Pour le bourgmestre, il est essentiel de faire la distinction entre les motocyclistes qui perturbent l’ordre public et ceux qui exercent leur activité de manière honnête. Selon lui, la multiplication des tracasseries et des tensions sur la voie publique trouve souvent son origine dans un déficit d’organisation, de sensibilisation et de dialogue. Il a ainsi insisté sur la nécessité d’un partenariat actif entre les motards, les forces de l’ordre et la maison communale, estimant que seule une collaboration constructive peut garantir la paix sociale et la sécurité routière.
Godé Atswel a également mis l’accent sur l’identification et l’enregistrement des motocyclistes opérant à Kisenso. Une telle démarche permettrait, selon lui, de responsabiliser les conducteurs, de faciliter la communication avec les autorités et de professionnaliser progressivement le secteur. « Un motard connu et encadré est plus facile à responsabiliser qu’un motard marginalisé », a-t-il rappelé, tout en invitant les conducteurs à respecter le code de la route et les décisions locales. Il a enfin rassuré que la maison communale demeure disposée à accompagner toute initiative allant dans le sens de la structuration du métier.

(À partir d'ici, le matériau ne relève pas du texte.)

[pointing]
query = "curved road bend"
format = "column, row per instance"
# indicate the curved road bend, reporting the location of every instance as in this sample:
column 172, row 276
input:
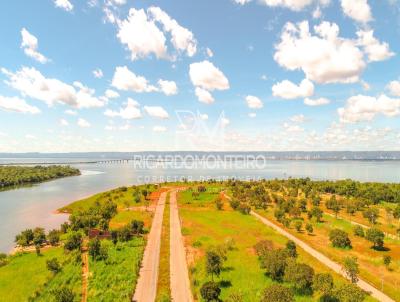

Une descente sur le terrain pour faire respecter l’ordre
Cette vision d’autorité équilibrée s’est traduite concrètement sur le terrain le vendredi 16 janvier, lorsque le bourgmestre de Kisenso a effectué une descente sur la route Mulele, actuellement en pleine construction. Constatant la circulation anarchique de motocyclistes et de chauffeurs sur cet axe pourtant fermé, l’autorité municipale a ordonné l’interpellation des contrevenants.
Selon Godé Atswel, cette mesure visait avant tout à garantir la sécurité des usagers, à protéger les ouvriers présents sur le chantier et à préserver la qualité des travaux en cours. Il a rappelé qu’aucun véhicule n’est autorisé à emprunter cette route avant son ouverture officielle, soulignant que le non-respect des consignes constitue une violation manifeste de l’autorité de l’État.
La route Mulele, a-t-il précisé, revêt une importance stratégique pour la fluidité du trafic entre les communes de Matete et Kisenso. Son ouverture permettra de désengorger sensiblement la circulation dans cette partie de la capitale. Alerté par les entreprises chinoises en charge des travaux sur les risques encourus, le bourgmestre a jugé nécessaire d’intervenir personnellement afin de rétablir l’ordre.
À travers cette action, Godé Atswel réaffirme une ligne de gouvernance claire : dialogue et encadrement, mais fermeté face à l’indiscipline, dans le respect de l’intérêt général et de l’autorité publique.